Returns an AnnData object with protein expression annotation.

Examples

>>> import pertpy as pt
>>> adata = pt.dt.dialogue_example()
>>> adata.obs["cell_line_name"] = "MCF7"
>>> pt_metadata = pt.md.CellLine()
>>> adata_annotated = pt_metadata.annotate(
...     adata=adata, reference_id="cell_line_name", query_id="cell_line_name", copy=True
... )
>>> pt_metadata.annotate_protein_expression(adata_annotated)

correlate

CellLine.correlate(adata, identifier='DepMap_ID', metadata_key='bulk_rna_broad')[source]

Correlate cell lines with annotated metadata.

Parameters:
  • adata (AnnData) – Input data object.

  • identifier (str) – Column in .obs containing cell line identifiers. Defaults to “DepMap_ID”.

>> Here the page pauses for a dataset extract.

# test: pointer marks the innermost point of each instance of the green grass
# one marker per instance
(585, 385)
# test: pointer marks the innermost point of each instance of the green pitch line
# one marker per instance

  • metadata_key (str) – Key of the AnnData obsm for comparison with the X matrix. Defaults to “bulk_rna_broad”.

Return type:

tuple[DataFrame, DataFrame, DataFrame | None, DataFrame | None]

Returns:

Returns pearson correlation coefficients and their corresponding p-values for matched and unmatched cell lines separately.

lookup

CellLine.lookup()[source]

Generate LookUp object for CellLineMetaData.

The LookUp object provides an overview of the metadata to annotate. Each annotate_{metadata} function has a corresponding lookup function in the LookUp object, where users can search the reference_id in the metadata and compare with the query_id in their own data.

Return type:

LookUp

Returns:

A LookUp object specific for cell line annotation.

Examples

>>> import pertpy as pt
>>> pt_metadata = pt.md.CellLine()
>>> lookup = pt_metadata.lookup()

plot_correlation

CellLine.plot_correlation(adata, corr, pval, identifier='DepMap_ID', metadata_key='bulk_rna_broad', category='cell line', subset_identifier=None)[source]

Visualise the correlation of cell lines with annotated metadata.

Parameters:
  • adata (AnnData) – Input data object.

  • corr (DataFrame) – Pearson correlation scores.

  • pval (DataFrame) – P-values for pearson correlation.

  • identifier (str) – Column in .obs containing the identifiers. Defaults to ‘DepMap_ID’.

  • metadata_key (str) – Key of the AnnData obsm for comparison with the X matrix. Defaults to ‘bulk_rna_broad’.

  • category (str) – The category for correlation comparison. Defaults to “cell line”.

  • subset_identifier (str | int | Iterable[str] | Iterable[int] | None) – Selected identifiers for scatter plot visualization between the X matrix and metadata_key. If not None, only the chosen cell line will be plotted, either specified as a value in identifier (string) or as an index number. If None, all cell lines will be plotted. Defaults to None.

Return type:

None

Returns:

Pearson correlation coefficients and their corresponding p-values for matched and unmatched cell lines separately.